老婆哭着说,她把我俩攒了十年的130万存款,全借给了她弟买房。
我看着银行发来的清零短信,平静地安慰她:“都是一家人,应该的。”她感动得一塌糊涂,
夸我是天下最好的老公。我转过身,拿着房产证去银行办了130万抵押贷款。
然后把钱全部投给了我哥濒临破产的厂子。一周后,小舅子喜气洋洋地上门:“姐夫,
装修还差50万,再支援一下?”我把抵押合同拍在桌上后,他们当场破防。
01结婚十周年纪念日。
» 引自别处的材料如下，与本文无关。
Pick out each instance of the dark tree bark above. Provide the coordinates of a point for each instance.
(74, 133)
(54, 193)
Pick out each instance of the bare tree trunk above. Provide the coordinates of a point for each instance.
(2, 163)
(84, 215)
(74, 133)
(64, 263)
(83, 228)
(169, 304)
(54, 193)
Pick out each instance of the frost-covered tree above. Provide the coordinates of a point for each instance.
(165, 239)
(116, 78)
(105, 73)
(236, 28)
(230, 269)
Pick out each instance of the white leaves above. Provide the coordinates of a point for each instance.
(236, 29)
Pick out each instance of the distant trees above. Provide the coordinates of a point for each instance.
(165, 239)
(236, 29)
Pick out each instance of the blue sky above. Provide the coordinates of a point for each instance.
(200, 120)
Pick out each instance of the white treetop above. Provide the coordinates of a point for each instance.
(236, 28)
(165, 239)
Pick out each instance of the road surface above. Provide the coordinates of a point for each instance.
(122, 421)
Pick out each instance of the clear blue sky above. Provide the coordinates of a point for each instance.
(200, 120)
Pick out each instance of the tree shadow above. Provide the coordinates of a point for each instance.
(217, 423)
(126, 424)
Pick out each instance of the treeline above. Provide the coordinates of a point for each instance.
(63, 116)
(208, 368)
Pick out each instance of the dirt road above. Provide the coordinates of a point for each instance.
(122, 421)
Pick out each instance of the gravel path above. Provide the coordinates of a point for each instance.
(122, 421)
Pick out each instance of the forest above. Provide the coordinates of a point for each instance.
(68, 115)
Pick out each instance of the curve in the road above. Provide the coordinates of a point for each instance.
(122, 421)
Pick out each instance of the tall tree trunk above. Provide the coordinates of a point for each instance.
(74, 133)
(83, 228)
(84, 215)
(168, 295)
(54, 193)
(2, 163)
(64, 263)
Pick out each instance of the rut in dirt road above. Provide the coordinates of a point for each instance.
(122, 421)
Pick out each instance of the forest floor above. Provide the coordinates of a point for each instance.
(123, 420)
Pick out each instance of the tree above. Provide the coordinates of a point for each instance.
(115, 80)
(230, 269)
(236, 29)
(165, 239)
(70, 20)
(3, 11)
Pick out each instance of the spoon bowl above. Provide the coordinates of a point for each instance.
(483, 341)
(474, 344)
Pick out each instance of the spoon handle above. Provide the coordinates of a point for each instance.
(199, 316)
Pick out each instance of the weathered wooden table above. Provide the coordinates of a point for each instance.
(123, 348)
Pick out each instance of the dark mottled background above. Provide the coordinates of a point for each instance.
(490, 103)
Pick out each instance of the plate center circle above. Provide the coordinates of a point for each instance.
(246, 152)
夜色像融化的黑巧克力,包裹着“云顶”旋转餐厅。
我特意预定了36楼靠窗的位置,城市的璀璨灯火在我们脚下流淌,像一条铺开的银河。
桌上,烛光摇曳,映着许静温柔的侧脸。我口袋里,静静躺着一个丝绒盒子,
里面是她念叨了半年的那条“星河”项链。十年,人生能有几个十年?我看着她,
心头是满溢的、踏实的温情。我们从一无所有,到在这座城市扎下根,有了自己的房子,
有了130万存款,这一切,都凝聚在这十年的分分秒秒里。我准备在甜点上来之后,
拿出这份惊喜。就在这时,我的手机屏幕亮了一下,发出一声清脆的提示音。“叮。
”一声轻响,像一颗石子投入我平静的心湖。我下意识地拿起来看了一眼,
是一条银行的通知短信。【尊敬的林涛先生,
尾号xxxx的储蓄卡于今日16:35完成一笔1,300,000.00元的转账交易,
当前卡内余额为:0.00元。
餐厅里悠扬的小提琴声、邻桌的低声笑语、窗外城市的喧嚣……全都变成了模糊的背景噪音。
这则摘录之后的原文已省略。